The president fights to avoid a turnout collapse.
12:00 AM, Jul 8, 2010 • By GARY ANDRES
President Obama’s behavior over the past year, and particularly the last month, borders on bizarre. The candidate who promised to bring people together and move beyond polarization has morphed into a divisive and defensive president.
His sinking approval numbers underscore the growing public disappointment in the gap between his campaign rhetoric and his governing style.
The president’s thin skin at news conferences is now part of Washington press corps lore. His “ass kicking” comments about the Gulf oil spill were weird and un-presidential. Lately, he’s resorted to criticizing individual members of Congress personally at town hall events, tactics more suited to a rookie political hack than the leader of the free world.
Some believe the president is just stressed out. Maybe he could use a few beers and a couple smokes with his buddy Joe Biden in the Rose Garden. After all, to paraphrase the vice president’s comments about health care: This job is a big [expletive] deal!
But the president’s madness may also have a method. He needs to avoid electoral disaster in November. These off year contests are different -- more about turning out base voters than persuading the less committed.
Obama’s peculiar tactics are intended to do just that. Fire up the faithful now; worry about swing voters in 2012.
How? First, instead of seeking bipartisan legislative consensus, he uses his party’s majority power like a steamroller. Democratic partisans swoon when Speaker Nancy Pelosi crushes Republicans using the House’s unique majority procedural powers.
Next, every Obama initiative also includes a designated villain. Turning political opponents into piñatas always riles up the base. Democrats built momentum for passing stimulus legislation last year because of the mess President Bush left behind. When toutin health care, they blasted greedy insurance companies. And, of course, the Wall Street reform emasculated the big banks before they could spend any more of those obscene CEO bonuses.
Taken together, these tactics are an attempt to energize partisan Democrats prior to November. And Obama needs their help. A quick look at midterm turnout patterns explains why the president has cause for alarm.
The electorate always looks different in non-presidential years. For example, just over 80 million Americans voted, or about 37 percent of the voting age population (VAP) in 2006. But two years earlier in the 2004 presidential contest, 122 million showed up on Election Day (over 56 percent of the VAP). In other words, over 41 million fewer votes were cast in 2006 compared to 2004.

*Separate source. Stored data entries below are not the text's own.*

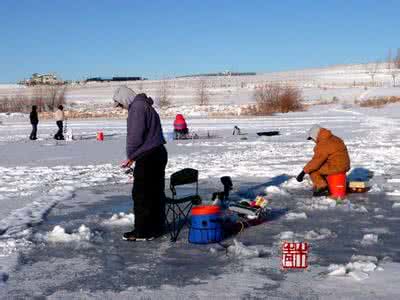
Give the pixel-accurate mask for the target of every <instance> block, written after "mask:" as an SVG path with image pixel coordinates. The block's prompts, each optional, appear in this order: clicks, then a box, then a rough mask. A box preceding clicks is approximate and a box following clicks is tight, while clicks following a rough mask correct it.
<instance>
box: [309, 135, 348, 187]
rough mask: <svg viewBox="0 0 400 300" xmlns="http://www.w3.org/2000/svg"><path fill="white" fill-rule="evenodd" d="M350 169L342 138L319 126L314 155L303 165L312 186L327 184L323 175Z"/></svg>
mask: <svg viewBox="0 0 400 300" xmlns="http://www.w3.org/2000/svg"><path fill="white" fill-rule="evenodd" d="M348 170H350V158H349V154H348V152H347V148H346V145H345V144H344V142H343V140H342V139H340V138H338V137H337V136H334V135H333V134H332V132H331V131H330V130H328V129H325V128H321V129H320V130H319V133H318V138H317V141H316V146H315V148H314V156H313V158H312V159H311V161H309V162H308V164H307V165H306V166H305V167H304V173H306V174H309V175H310V178H311V181H312V182H313V185H314V188H316V189H321V188H326V187H327V186H328V184H327V182H326V180H325V176H327V175H332V174H337V173H345V172H347V171H348Z"/></svg>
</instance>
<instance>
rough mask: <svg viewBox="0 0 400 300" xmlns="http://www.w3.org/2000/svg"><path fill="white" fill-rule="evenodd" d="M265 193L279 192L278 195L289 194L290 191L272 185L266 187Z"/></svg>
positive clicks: (276, 186)
mask: <svg viewBox="0 0 400 300" xmlns="http://www.w3.org/2000/svg"><path fill="white" fill-rule="evenodd" d="M265 193H267V194H278V195H287V194H288V193H287V192H286V191H285V190H283V189H281V188H280V187H279V186H275V185H271V186H268V187H267V188H266V189H265Z"/></svg>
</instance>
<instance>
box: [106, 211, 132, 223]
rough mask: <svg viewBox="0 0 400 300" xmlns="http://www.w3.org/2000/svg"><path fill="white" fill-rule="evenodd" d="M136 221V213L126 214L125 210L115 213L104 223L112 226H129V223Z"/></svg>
mask: <svg viewBox="0 0 400 300" xmlns="http://www.w3.org/2000/svg"><path fill="white" fill-rule="evenodd" d="M134 223H135V215H134V214H132V213H130V214H125V213H124V212H120V213H118V214H113V215H112V217H111V218H110V219H108V220H106V221H104V224H106V225H111V226H127V225H133V224H134Z"/></svg>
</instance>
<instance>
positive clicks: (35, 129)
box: [29, 105, 39, 141]
mask: <svg viewBox="0 0 400 300" xmlns="http://www.w3.org/2000/svg"><path fill="white" fill-rule="evenodd" d="M29 119H30V121H31V125H32V132H31V135H30V136H29V139H30V140H32V141H34V140H37V125H38V124H39V117H38V113H37V106H36V105H33V106H32V111H31V113H30V114H29Z"/></svg>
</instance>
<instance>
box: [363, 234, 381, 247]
mask: <svg viewBox="0 0 400 300" xmlns="http://www.w3.org/2000/svg"><path fill="white" fill-rule="evenodd" d="M376 243H378V235H377V234H373V233H368V234H364V236H363V239H362V241H361V244H362V245H373V244H376Z"/></svg>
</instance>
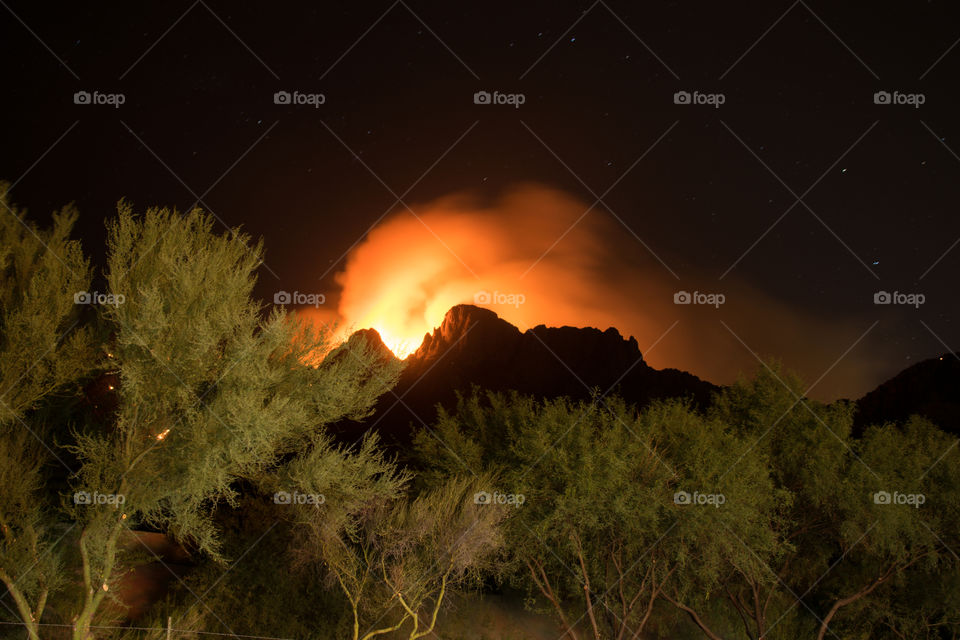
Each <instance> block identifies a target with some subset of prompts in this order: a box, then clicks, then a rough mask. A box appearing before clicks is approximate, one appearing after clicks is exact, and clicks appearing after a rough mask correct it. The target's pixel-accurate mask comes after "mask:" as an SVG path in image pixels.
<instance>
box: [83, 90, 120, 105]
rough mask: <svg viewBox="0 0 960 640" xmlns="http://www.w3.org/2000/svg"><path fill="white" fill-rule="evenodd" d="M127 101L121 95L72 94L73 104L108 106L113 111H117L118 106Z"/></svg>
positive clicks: (86, 93) (112, 94) (83, 92)
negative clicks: (112, 109) (82, 104)
mask: <svg viewBox="0 0 960 640" xmlns="http://www.w3.org/2000/svg"><path fill="white" fill-rule="evenodd" d="M126 101H127V97H126V96H125V95H123V94H122V93H100V92H99V91H94V92H93V93H91V92H89V91H77V92H76V93H74V94H73V104H97V105H104V104H105V105H110V106H111V107H113V108H114V109H119V108H120V105H122V104H123V103H124V102H126Z"/></svg>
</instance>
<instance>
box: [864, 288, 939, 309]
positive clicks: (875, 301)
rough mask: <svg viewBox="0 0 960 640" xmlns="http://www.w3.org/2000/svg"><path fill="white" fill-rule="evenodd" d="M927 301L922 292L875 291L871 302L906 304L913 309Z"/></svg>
mask: <svg viewBox="0 0 960 640" xmlns="http://www.w3.org/2000/svg"><path fill="white" fill-rule="evenodd" d="M926 301H927V297H926V296H925V295H923V294H922V293H901V292H899V291H894V292H893V293H890V292H889V291H877V292H876V293H874V294H873V304H907V305H911V306H912V307H913V308H915V309H919V308H920V305H921V304H923V303H924V302H926Z"/></svg>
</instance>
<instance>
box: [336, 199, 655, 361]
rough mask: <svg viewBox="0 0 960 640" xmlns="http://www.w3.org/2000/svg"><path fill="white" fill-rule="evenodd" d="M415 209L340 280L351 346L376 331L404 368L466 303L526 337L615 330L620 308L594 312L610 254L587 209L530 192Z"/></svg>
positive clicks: (391, 222)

This was no fluke. Looking back at recent midterm elections, turnout usually drops about 20 percent from the presidential election two years prior.
About 132 million people voted in 2008. Based on history, thirty to forty million of them won’t show up this November.
Who are the higher and lower propensity voters? History again provides some insights here. Age is one key variable. Midterm contests include a higher percentage of older compared to younger voters.
For example, in 2008, Americans 65 and older represented about 16 percent of the electorate, while 18-29 year olds made up a slightly larger 18 percent of the total, according to exit polls. In 2006, however, older voters represented 19 percent of the total compared with only 12 percent for the younger bloc.
How are these older and younger voters stacking up to the last midterm election in 2006? Pew Research released a poll last week demonstrating a massive GOP turnaround with older voters compared to four years ago.
Democrats held a 14-point lead with voters over 50 in June of 2006. Today, the GOP enjoys an 11-point lead with this demographic – a net 25-point swing among these high propensity midterm voters.
Turnout rates are also higher among those who say they are more enthusiastic or following the election closely. Here again Pew finds a massive shift compared to four years ago. In June of 2006 Democrats led Republicans by 16-points on vote enthusiasm. Today, the GOP enjoys a 14-point edge.
The president’s name is not on the ballot this November. Still, the midterm election will significantly impact the White House, shaping the final contours of his first term. Losing the congressional majority translates to a major political setback.